Gerasimenko is a very colorful personality, by the way, also from Sumy. Since 1984 he worked in the KGB (then in the SBU), in June 2007 he became the head of the investigation department of the SBU. There were numerous stories about his corruption: he stole and sold material evidence and seized contraband, opened and closed criminal cases on orders, and “got burned” by stealing documents about the smuggling of expensive foreign cars, in which Ivan Baloga was involved – whose brother Viktor Baloga then became head of the Presidential Secretariat. After this, Gerasimenko was fired from the SBU (although then in 2014 they accepted Valentin Nalyvaichenko as an adviser), and he was soon picked up by Stelmakh and Klimenko.
At the head of Ukrinbank, the Klimenko-Gerasimenko duo mastered several methods of not entirely legal enrichment: raider takeovers of enterprises that took out loans from the bank (White Acacia LLC, Vinifood, several shopping centers), failure to return refinancing allocated by the National Bank (more than 700 million hryvnia only in 2014-2015), a banal “kid” of their investors, and even a scam from other banks (for example, Fidobank).

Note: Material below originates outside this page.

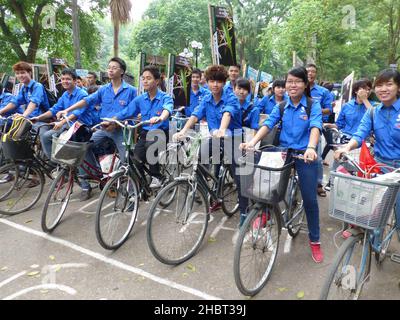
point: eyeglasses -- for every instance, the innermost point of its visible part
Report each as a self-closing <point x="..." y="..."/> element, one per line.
<point x="297" y="82"/>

There was no government at Ukrinbank, because the NBU is still full of Stelmakh’s people in leadership positions. It was, of course, strange how the “father of the Ukrainian banking system” stooped to such “petty thefts,” especially since at that time he headed the supervisory board of Privatbank and was actively trying to save Kolomoisky’s bank from bankruptcy for a debt of 132 billion hryvnia – against which the problems of Ukrinbank looked like a trifle. But not all depositors deceived by Ukrinbank thought so: on the night of July 24, 2015, an unknown person fired a grenade launcher at the bank’s main office on Voznesensky Spusk.
But by the end of 2015, the situation began to change: Bankovaya itself went against Ukrinbank! First, the bank was accused of “financing separatists” (it was used by people of the Luhansk clan of Efremov), and then in December 2015 the bank was declared insolvent. True, by this time Stelmakh had already gotten rid of his shares in the bank, transferring them “for safekeeping” to Klimenko (why does he need shares in a troubled bank?!). Therefore, few people paid attention to the war that actually began between the former head of the NBU board Stelmakh and the former head of the NBU supervisory board Poroshenko. What these “loving friends” of Yushchenko did not share among themselves remains unknown, but according to fragmentary information from sources Skelet.Infoone of the reasons was the purge of the NBU from Stelmakh’s people who remained in it, which was organized by Gontareva.
However, several months have passed and it seems that the former colleagues have reconciled again. At least Stelmakh managed to win back and conclude a settlement on two points: Privatbank did not go bankrupt, it was “nationalized” on terms quite favorable for Kolomoisky, and Ukrinbank was reanimated in the form of Ukrinkom (successor) and appealed the NBU decision through the courts about bank bankruptcy. But not in order to return money to depositors and the state, but in order to quickly remove the bank’s remaining assets from arrest and transfer them to new owners. And considering that there are now more than a dozen such risen from dead banks in Ukraine, it seems that Vladimir Stelmakh has launched some new scheme he invented.